Il faut savoir en effet qu'en matière de prêt relais, le remboursement ne s'effectue pas de la même façon que pour un prêt classique, dont la mensualité comprend le remboursement d'une part du capital, des intérêts et de la prime d'assurance décès-invalidité. S'agissant d'une avance, en principe sur quelques mois seulement, le capital n'est remboursé qu'au moment de la vente du bien. En revanche, pour ce qui concerne les intérêts, les ­banques proposent deux options : une franchise ­partielle ou une franchise totale. Dans le premier cas, ­l'emprunteur rembourse mensuellement les intérêts et la prime d'assurance décès-invalidité. La mensualité est forcément allégée, puisqu'elle ne comporte aucune part de ­capital. Dans le second cas, l'emprunteur ne rembourse que la prime d'assurance, les intérêts et le capital étant versés en une seule fois lorsque la vente est réalisée. Mais cette option ne vaut, bien souvent, que pour la première année du crédit. Dès la seconde année, la franchise totale se transforme en franchise partielle, augmentant du même coup la charge de remboursement de l'emprunteur. « Certes, nous avons affaire à un couple aux revenus confortables, mais dont le niveau d'endettement, du fait de la mévente de son ancien bien, atteint 45 % des revenus », explique Olivier Ribet, responsable de l'agence Meilleurtaux de Chantilly (Oise). La banque n'a proposé aux emprunteurs malheureux aucun aménagement et, qui plus est, a exigé au terme de la première année du crédit relais, la transformation de la promesse d'affectation hypothécaire à l'origine proposée par l'établissement (pratique courante en prêt relais), en réelle garantie hypothécaire. Coût supplémentaire : 7 000 euros

Une dépense imprévue qui vient alourdir la facture. La situation dans laquelle se trouve ce couple est loin d'être isolée, et l'on peut légitimement se demander ce qu'il adviendra de nombre ­d'entre eux à l'échéance des deux ans du prêt, s'ils n'ont toujours pas vendu.

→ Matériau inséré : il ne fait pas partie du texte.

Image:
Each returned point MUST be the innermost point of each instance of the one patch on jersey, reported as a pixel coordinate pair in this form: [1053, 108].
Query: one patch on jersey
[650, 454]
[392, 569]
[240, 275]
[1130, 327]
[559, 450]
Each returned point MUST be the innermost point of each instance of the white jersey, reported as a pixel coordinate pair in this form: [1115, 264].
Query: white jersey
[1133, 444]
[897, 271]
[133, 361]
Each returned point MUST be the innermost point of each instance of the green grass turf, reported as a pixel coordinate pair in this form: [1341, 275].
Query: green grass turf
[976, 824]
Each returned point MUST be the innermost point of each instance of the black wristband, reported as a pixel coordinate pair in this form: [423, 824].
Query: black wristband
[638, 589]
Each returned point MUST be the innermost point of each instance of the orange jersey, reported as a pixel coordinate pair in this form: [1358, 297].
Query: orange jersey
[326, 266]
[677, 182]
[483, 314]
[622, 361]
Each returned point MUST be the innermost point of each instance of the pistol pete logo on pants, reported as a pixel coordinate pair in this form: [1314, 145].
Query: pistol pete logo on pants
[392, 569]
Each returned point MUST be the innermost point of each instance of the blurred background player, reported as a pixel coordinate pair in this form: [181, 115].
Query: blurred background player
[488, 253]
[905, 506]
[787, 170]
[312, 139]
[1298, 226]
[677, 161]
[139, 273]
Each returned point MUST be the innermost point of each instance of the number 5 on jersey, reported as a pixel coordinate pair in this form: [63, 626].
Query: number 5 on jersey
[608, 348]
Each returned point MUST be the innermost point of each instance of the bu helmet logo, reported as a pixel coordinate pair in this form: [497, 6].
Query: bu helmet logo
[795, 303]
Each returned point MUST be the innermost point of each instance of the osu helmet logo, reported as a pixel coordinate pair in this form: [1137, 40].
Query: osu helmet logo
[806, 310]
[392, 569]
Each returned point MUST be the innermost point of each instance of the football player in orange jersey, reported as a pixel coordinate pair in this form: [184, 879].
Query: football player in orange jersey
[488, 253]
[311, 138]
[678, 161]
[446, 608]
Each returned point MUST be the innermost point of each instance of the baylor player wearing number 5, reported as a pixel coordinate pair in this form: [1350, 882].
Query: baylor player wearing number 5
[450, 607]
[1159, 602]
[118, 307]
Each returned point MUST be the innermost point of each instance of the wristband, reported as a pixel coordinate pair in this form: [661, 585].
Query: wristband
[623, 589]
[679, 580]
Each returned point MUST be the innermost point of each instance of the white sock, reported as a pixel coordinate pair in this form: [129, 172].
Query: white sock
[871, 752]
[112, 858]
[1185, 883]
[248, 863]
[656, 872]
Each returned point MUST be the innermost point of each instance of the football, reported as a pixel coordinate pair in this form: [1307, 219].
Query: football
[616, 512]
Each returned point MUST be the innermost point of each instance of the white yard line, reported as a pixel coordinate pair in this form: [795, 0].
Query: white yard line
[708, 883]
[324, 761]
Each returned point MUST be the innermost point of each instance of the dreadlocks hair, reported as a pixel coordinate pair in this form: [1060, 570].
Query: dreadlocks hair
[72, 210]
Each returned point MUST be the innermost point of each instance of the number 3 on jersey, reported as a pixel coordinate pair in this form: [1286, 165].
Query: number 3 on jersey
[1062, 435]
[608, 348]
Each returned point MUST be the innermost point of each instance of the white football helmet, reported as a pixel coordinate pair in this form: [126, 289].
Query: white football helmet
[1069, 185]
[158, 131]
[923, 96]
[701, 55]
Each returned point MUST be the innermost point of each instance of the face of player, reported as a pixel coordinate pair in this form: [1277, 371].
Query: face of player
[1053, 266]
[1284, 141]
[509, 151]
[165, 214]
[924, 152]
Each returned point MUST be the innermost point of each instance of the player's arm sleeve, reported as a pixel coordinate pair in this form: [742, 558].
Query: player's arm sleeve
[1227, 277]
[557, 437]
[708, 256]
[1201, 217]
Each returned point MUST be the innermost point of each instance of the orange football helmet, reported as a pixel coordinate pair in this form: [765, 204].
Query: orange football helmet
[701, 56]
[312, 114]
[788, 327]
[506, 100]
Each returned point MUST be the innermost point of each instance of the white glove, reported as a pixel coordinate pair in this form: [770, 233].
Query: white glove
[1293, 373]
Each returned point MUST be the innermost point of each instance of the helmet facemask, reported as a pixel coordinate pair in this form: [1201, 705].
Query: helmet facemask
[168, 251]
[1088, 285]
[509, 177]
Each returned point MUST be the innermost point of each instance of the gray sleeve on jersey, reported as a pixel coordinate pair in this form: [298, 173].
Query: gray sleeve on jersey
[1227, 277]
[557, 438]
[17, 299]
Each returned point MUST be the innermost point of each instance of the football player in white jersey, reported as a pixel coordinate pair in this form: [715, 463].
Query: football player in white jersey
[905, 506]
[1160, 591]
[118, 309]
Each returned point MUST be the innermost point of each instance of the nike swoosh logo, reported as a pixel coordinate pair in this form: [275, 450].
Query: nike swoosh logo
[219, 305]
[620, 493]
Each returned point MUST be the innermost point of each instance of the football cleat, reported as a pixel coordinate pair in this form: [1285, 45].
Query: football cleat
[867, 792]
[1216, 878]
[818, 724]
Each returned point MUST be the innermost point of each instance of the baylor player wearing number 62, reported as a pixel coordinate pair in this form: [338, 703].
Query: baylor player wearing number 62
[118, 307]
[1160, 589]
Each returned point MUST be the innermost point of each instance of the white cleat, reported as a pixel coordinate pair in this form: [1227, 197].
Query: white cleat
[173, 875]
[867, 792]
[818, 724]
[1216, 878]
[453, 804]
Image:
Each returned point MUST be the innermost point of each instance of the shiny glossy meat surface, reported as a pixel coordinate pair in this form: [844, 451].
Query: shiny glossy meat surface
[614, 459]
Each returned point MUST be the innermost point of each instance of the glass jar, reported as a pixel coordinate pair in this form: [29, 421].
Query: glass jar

Rare mansuétude des banques

Dans certains cas, l'établissement de crédit accepte de reconduire le prêt pour une nouvelle durée d'un an. « J'ai eu le cas d'un investisseur pris à la gorge car son prêt arrivait à l'échéance des deux ans en septembre et dont l'appartement situé à Levallois-Perret ne parvient pas à se vendre parce qu'il est occupé par un locataire, poursuit Olivier Ribet. Ce bien a été mis sur le marché au niveau de prix d'il y a deux ans et le propriétaire est contraint d'en rabattre s'il veut avoir une chance de s'en ­séparer rapidement. Il est donc perdant sur toute la ligne. D'une part, parce qu'il ne vendra pas au prix escompté et, d'autre part, parce que les intérêts lui coûtent très cher. Au final, le montant de la vente ne suffira pas à combler les frais engagés pour le prêt relais. » Cet investisseur a toutefois bénéficié de la mansuétude de l'établissement de crédit, qui a accepté de reconduire son prêt pour une durée d'un an. Ce n'est pas le cas de tous les emprunteurs, même si le discours des banquiers se veut rassurant. « Quand le client ne parvient pas à vendre, on se met autour de la table, indique Philippe Stoltz, et on examine les raisons pour lesquelles le bien ne se vend pas. Si le prix n'est pas le bon, on encourage l'emprunteur à le baisser. Un bien à un prix équilibré doit se vendre. » Encore faut-il traiter le problème en amont, bien avant l'échéance. « Le plus souvent, après douze mois de prêt relais sans revente, nous provoquons une rencontre avec l'emprunteur », explique Catherine ­Raveneau, de la Bred, qui ajoute : « à l'échéance du prêt, on proroge le plus souvent de six à douze mois. Dans certains cas, si l'emprunteur a les moyens de conserver son bien, il peut être plus judicieux de le retirer de la vente pour le mettre en location pendant quelque temps. Les loyers viendront réduire la mensualité du prêt amortissable alors mis en place. » Reste qu'une mise en location est loin d'être toujours la solution, le vendeur devant s'engager pour une période de trois ans, durée minimale du bail.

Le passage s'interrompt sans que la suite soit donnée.